Ken Walter

No. 13
- Position: Punter

Personal information
- Born: August 15, 1972 (age 53) Cleveland, Ohio, U.S.
- Listed height: 6 ft 1 in (1.85 m)
- Listed weight: 207 lb (94 kg)

Career information
- High school: Euclid (Euclid, Ohio)
- College: Kent State (1991–1994)
- NFL draft: 1995 (undrafted)

Career history
- Carolina Panthers (1997–2000); New England Patriots (2001–2003); Seattle Seahawks (2004); New England Patriots (2006);

Awards and highlights
- 2× Super Bowl champion (XXXVI, XXXVIII); PFWA All-Rookie Team (1997);
- Stats at Pro Football Reference

= Ken Walter =

American football player (born 1972)

Kenneth Walter (born August 15, 1972) is an American former professional football player who was a punter in the National Football League (NFL). He played for the Carolina Panthers from 1997–2000, the New England Patriots from 2001–2003 and 2006, and the Seattle Seahawks in 2004. He played collegiately for Kent State University.

On the Patriots, Walter served as the holder for placekicker Adam Vinatieri. He successfully held for both of Vinatieri's Super Bowl winning kicks in Super Bowl XXXVI and Super Bowl XXXVIII. He also held for Vinatieri's famous kicks in the Tuck Rule Game against the Oakland Raiders.

At the end of the 2003 season, Walter wasn't re-signed by the Patriots.
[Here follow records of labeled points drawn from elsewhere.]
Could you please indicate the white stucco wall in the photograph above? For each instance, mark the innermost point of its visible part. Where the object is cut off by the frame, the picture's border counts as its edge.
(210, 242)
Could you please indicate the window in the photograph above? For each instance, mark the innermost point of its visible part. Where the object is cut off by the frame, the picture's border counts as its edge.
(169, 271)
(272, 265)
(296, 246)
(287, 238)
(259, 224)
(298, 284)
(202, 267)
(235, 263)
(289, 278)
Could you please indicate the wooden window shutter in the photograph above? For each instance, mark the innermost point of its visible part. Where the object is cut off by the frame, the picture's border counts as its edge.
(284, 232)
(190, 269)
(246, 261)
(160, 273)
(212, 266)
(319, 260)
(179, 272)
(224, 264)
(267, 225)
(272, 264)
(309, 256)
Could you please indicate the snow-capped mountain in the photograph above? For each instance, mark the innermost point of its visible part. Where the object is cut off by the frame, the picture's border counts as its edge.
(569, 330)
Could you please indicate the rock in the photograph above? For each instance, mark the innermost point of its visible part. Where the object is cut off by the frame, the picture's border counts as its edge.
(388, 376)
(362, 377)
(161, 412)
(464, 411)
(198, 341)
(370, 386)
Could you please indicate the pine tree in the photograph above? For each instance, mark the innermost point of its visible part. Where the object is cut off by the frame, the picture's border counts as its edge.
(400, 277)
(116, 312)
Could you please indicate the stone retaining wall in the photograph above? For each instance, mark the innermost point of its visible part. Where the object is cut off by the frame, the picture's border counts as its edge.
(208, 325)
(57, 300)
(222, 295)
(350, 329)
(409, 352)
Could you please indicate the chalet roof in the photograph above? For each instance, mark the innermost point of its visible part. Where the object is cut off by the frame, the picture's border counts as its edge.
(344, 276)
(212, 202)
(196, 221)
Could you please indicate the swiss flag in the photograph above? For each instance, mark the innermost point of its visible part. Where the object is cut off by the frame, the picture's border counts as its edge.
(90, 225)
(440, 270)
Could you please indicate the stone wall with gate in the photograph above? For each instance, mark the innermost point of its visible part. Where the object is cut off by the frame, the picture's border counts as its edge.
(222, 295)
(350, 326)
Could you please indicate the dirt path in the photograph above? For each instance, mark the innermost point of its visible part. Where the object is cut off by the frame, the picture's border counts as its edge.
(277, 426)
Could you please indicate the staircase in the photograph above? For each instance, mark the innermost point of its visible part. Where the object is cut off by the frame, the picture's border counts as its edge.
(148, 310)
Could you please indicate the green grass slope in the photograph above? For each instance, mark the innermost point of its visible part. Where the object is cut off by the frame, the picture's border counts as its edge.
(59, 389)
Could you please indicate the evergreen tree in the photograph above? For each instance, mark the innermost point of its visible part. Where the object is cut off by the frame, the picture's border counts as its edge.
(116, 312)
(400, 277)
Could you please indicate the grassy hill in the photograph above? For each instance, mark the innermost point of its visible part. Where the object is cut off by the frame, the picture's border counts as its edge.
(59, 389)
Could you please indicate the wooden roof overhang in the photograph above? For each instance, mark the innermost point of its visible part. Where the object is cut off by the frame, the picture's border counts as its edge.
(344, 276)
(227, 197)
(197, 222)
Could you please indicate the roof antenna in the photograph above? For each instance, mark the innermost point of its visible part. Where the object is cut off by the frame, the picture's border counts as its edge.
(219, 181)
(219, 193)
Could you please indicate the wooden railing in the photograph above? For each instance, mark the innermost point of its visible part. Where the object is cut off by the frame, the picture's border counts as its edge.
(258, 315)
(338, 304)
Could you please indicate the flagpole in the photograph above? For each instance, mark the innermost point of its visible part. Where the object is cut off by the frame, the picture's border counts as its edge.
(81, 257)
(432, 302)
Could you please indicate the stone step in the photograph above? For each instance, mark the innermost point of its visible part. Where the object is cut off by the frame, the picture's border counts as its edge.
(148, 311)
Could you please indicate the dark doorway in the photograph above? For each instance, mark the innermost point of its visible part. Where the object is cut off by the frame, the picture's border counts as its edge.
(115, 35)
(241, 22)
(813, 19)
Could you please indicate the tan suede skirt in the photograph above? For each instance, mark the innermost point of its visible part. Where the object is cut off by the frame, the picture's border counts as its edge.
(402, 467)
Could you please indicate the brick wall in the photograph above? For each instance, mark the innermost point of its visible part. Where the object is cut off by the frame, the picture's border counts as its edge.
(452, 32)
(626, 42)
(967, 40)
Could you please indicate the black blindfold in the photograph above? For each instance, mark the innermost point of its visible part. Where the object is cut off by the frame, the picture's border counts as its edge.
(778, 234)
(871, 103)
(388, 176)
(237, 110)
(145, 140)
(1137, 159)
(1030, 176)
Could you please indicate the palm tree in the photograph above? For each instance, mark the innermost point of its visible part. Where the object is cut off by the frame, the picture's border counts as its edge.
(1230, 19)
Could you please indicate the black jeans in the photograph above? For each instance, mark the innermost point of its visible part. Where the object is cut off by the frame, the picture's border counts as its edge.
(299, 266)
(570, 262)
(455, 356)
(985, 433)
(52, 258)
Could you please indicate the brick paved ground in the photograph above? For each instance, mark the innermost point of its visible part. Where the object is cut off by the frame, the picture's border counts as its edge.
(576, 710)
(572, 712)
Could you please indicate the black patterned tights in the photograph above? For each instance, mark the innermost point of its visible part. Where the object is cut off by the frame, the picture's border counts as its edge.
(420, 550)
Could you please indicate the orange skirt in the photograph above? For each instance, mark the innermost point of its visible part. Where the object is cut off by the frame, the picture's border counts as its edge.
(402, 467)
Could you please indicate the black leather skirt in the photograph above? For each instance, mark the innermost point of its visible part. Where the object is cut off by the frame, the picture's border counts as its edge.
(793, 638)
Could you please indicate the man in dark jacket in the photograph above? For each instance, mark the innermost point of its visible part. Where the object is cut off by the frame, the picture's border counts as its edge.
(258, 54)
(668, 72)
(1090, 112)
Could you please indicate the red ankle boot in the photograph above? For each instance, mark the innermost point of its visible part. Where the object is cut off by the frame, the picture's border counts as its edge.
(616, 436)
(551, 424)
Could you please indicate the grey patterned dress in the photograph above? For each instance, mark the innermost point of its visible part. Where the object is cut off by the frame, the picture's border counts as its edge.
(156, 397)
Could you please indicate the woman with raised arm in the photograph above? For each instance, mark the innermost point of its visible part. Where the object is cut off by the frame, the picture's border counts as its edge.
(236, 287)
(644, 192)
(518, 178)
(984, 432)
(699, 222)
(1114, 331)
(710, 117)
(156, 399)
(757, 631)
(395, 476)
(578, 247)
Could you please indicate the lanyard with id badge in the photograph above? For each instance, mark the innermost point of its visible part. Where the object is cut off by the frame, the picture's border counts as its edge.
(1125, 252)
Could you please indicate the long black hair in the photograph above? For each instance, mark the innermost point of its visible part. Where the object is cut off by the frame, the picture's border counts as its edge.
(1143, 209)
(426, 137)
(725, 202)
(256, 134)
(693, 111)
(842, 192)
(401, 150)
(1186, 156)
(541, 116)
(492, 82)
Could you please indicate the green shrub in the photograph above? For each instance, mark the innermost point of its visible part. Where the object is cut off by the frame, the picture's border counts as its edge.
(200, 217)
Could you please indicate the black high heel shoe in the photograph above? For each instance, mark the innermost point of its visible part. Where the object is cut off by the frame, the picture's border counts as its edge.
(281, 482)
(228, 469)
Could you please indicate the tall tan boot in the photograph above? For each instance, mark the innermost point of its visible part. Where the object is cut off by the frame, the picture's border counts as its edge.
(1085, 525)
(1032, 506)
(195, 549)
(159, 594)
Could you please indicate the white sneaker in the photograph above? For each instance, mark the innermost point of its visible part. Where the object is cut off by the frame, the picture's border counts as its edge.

Walter struggled at the tail end of that season, was cut for a week as he lost his job to Brooks Barnard, then re-signed for the Patriots' final surge to their Super Bowl XXXVIII championship.

Walter's career appeared over, but he was signed by Seattle in November 2004 and punted in six regular season games and one playoff contest. Yet no team called in 2005 and Walter, who underwent surgery on his left shoulder in October, filed his retirement papers with the league.

As Walter rehabilitated his shoulder injury, he was motivated by his physical therapist to make a comeback. He told the Boston Globe that he had been striking the ball as well as he ever has, and both the Texans and Jaguars had him in for tryouts.

Walter was re-signed by the Patriots on November 22, 2006, after Josh Miller was placed on injured reserve. However, Walter himself suffered a season-ending injury December 17 against the Houston Texans, and was placed on injured reserve two days later.